In the 1970s, after President Richard Nixon used the FBI and other agencies to surveil both foreign and US citizens he perceived as hostile to his administration, President Jimmy Carter signed into law the Foreign Intelligence Surveillance Act. The law created the Foreign Intelligence Surveillance Court, which oversees the collection of intelligence about foreign citizens inside the US. In the 2000s, after the intelligence services fell short in tracing the perpetrators of 9/11, Congress added a new clause to the law: Section 702, which allowed the government to surveil foreign nationals outside the US by tapping their phones and collecting emails and text messages. To do so, intelligence agencies wouldn’t need a traditional warrant, but merely approval from the FISC—which meets in secret and only hears testimony from government agents.

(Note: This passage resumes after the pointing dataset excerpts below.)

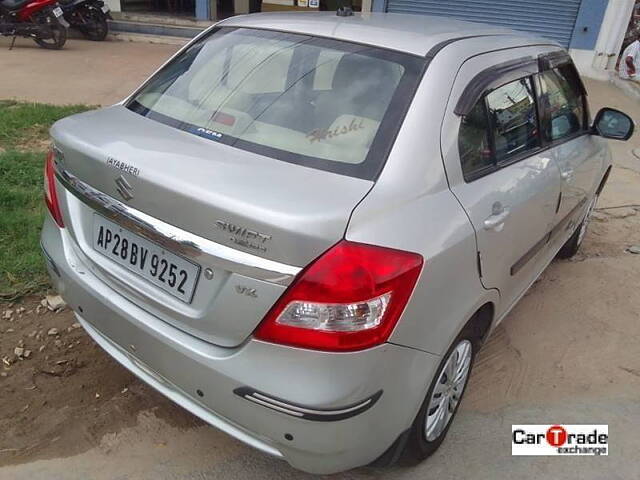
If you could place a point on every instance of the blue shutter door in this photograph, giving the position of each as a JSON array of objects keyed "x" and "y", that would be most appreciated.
[{"x": 554, "y": 19}]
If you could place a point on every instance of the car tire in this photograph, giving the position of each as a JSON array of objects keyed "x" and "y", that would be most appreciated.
[
  {"x": 571, "y": 246},
  {"x": 423, "y": 441}
]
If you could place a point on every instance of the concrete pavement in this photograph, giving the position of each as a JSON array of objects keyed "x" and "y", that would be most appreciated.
[{"x": 92, "y": 73}]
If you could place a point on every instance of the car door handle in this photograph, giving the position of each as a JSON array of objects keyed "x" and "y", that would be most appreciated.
[{"x": 496, "y": 221}]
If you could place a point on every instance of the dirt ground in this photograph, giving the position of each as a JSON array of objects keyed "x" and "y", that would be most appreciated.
[{"x": 568, "y": 353}]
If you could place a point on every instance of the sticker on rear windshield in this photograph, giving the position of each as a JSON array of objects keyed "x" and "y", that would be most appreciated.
[{"x": 206, "y": 133}]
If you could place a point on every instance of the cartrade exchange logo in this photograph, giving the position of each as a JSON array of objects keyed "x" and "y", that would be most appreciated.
[{"x": 559, "y": 440}]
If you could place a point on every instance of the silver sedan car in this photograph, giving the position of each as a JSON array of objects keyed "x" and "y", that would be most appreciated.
[{"x": 303, "y": 227}]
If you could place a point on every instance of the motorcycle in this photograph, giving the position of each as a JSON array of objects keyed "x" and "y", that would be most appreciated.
[
  {"x": 88, "y": 16},
  {"x": 41, "y": 20}
]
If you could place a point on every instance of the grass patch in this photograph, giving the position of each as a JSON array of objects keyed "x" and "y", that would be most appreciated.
[{"x": 24, "y": 133}]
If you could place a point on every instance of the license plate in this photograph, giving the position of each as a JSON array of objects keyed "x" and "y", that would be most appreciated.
[{"x": 164, "y": 269}]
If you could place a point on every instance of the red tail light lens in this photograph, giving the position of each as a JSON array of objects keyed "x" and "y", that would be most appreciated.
[
  {"x": 349, "y": 298},
  {"x": 50, "y": 195}
]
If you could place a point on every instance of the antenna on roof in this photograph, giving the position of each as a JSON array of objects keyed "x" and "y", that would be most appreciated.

If collecting texts, emails, and phone calls from foreign nationals was the limit of this capability, it would probably be a lot less controversial than it is. But under Section 702, intelligence agencies are also allowed to collect or search for phone calls, emails, and text messages that are sent or received by US citizens—provided they are not the original target of the search. This seems to many like an obvious breach of the Fourth Amendment’s protection from unreasonable search and seizure, but the government and intelligence agencies have argued that it is a necessary evil in order to track down terrorists and other criminals, and that even under the Fourth Amendment, officials can search and/or seize property without a warrant if the alleged crime is serious enough.

Over the past two weeks, the debate over Section 702 has reached a fever pitch—the law is set to expire at the end of the year and, so far, hasn’t been renewed.